Hommage à Helena
Nous nous sommes connus, Helena et moi, fonctionnaires du Service national de la santé au Chili, et nous étions aussi des syndicalistes. L’action syndicale fut sa première expérience, dans la voie d’une prise de conscience aigüe sur les inégalités qui divisent la population des sociétés capitalistes et de la nécessité de se battre pour y mettre fin.
Embrasement
L’époque où la rencontre entre Helena et sa prise de conscience se sont produites n’était pas une époque normale. Un processus de radicalisation embrasait l’Amérique latine. Au Chili, l’expérience de la Démocratie chrétienne, avait un temps caché cette évolution et déformé l’appréciation de ce processus de radicalisation. Mais malgré l’effort financier de l’impérialisme américain pour aider à la réussite de cette expérience réformiste, proposée comme alternative pour neutraliser les vents du changement qui soufflaient depuis les Caraïbes, les exigences des changements radicaux se confirmèrent durant l’année 1970.
Mais la radicalisation, naturellement accompagnée de l’aspiration à plus de démocratie, se heurta aussi au comportement bureaucratique des organisations traditionnelles.
Notre petite organisation avait réussi un bon début d’implantation dans notre secteur d’activité. En plus, nous venions de recevoir un apport très important de nouvelles énergies.
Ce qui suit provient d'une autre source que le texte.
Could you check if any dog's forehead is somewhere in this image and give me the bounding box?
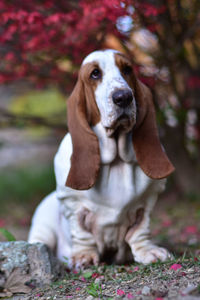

Avec la scission du MIR, provoquée par les déviations militaristes et la totale absence de démocratie, la Tendance Révolutionnaire Octobre décida de joindre l’Internationale, et fusionna avec la section existante.
Parallèlement, Helena et moi décidions de partager nos vies.
C’est dans ce cadre, une organisation encore de taille modeste, mais susceptible de se developper, un capital politique ancré dans l’histoire du mouvement ouvrier, que, quand le moment est venu, elle a pu choisir la IVe Internationale comme l’organisation où elle désirait militer.
Nos origines respectives, rejetant catégoriquement le climat qu’imposaient les méthodes de fonctionnement bureaucratiquement déformée, stimulant le développement d’une franche camaraderie et vivacité critique, vont façonner les débuts de son expérience militante et ne la quitteront jamais.
Prison
Nous militions, percevant le danger.
L’aveuglement de directions traditionnelles, opposant toutes des obstacles à la mobilisation, à l’accomplissement du programme dont elles étaient porteuses, provoqua le sanglant avortement du processus en septembre 1973.
La répression s’abattit, féroce, cherchant a extirper jusqu’à la racine les causes de la peur éprouvée par les classes possédantes.
Nous n’avons pas été épargnés.
Helena a eu ainsi — dramatiquement — dans cette nouvelle expérience l’occasion de mettre à l’épreuve la solidité des convictions acquises. Et elle a su montrer un courage, une dignité exemplaires.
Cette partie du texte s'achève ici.